A sojourn through France to learn what priests there were teaching about marriage brought him into discussions with theologians who would lead the way in opening up and reforming the Catholic Church through the Vatican II Ecumenical Council. For three years, Egan spent his summer vacations in Rome so he could listen in on the historic debates taking place there. From Saul Alinsky, another close friend, he got a challenging course in the nuts and bolts of community organizing.

But his high-profile career never obscured Egan's original vows. He could butt heads with clergy and hierarchy within the Church and even part ways with mentors, but he was able to adhere to the boundaries his vocation imposed. "He was born to be a priest. He loved being a priest, It was in his bones," Roach said simply.

"He was a very humble man," said community organizer Robert Squires. Egan recruited Squires in 1959 to work with Alinsky out of a settlement house on the West Side and he later baptized Squires' two daughters. "Egan was a charmer," he recalled. "The man would come in, and the light would shine." He credits him with making the corporate world aware of the need for social justice. "He challenged the power structure to be fair" said Squires. "He was ambitious to get things done, but not for himself. He hated to see poverty - poverty and oppressing the poor. He thought people should be treated equal.

"He was very astute in the game of politics," Squires added. "He was a behind-the-scenes man.

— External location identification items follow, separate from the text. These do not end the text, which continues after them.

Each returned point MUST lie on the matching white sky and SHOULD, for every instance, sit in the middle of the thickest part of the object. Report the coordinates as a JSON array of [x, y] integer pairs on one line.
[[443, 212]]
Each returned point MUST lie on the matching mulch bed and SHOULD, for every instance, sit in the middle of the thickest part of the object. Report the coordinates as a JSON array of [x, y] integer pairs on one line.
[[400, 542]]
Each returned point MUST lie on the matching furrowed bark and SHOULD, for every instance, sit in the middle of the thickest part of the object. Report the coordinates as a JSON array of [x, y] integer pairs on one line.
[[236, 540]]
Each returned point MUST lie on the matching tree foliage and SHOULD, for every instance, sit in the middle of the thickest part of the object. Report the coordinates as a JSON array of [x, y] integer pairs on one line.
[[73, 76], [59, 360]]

He knew how to hit the sensitive nerve of the movers and shakers of this town, and he did it with class." He was adept at networking long before it had a name.

An Enduring Legacy
For Egan, who spent a lifetime educating himself to become more effective, DePaul's Egan Hope Scholars program is a fitting legacy. Since his death, more that $32,000 has been contributed in his memory to the scholarship endowment fund, including a leadership gift of $25,000, according to the office of Development. Begun in 1992, the program has provided scholarships for 40 minority students from disadvantaged neighborhoods who would not otherwise get the chance to go to college and who share Egan's commitment to community service. A half dozen new Egan Hope Scholars started this fall.

Despite Egan’s sometimes controversial reputation, DePaul did not object to naming the Egan Urban Center of Egan when it was founded in 1995. DePaul had awarded Egan an honorary doctorate in 1985. "I used to enjoy pointing out in my introduction of the Center, and often of our namesake Father Egan himself, that one thing that I liked about DePaul University is that around here, they named things after people while they were still alive, to enjoy the honor," said EUC Executive Director Michael Bennett. “While we at the Egan Center will miss him, we are eternally inspired by his spirit and his great work.”

Roach, who came out of retirement to work part-time with Egan at DePaul, has now officially re-retired and plans to do volunteer work. “He left Peggy work that will last her a couple years,” Squires predicted.

"He's still around," he added. "As long as people ask why are there poor people, Egan's still going to be around and want answers."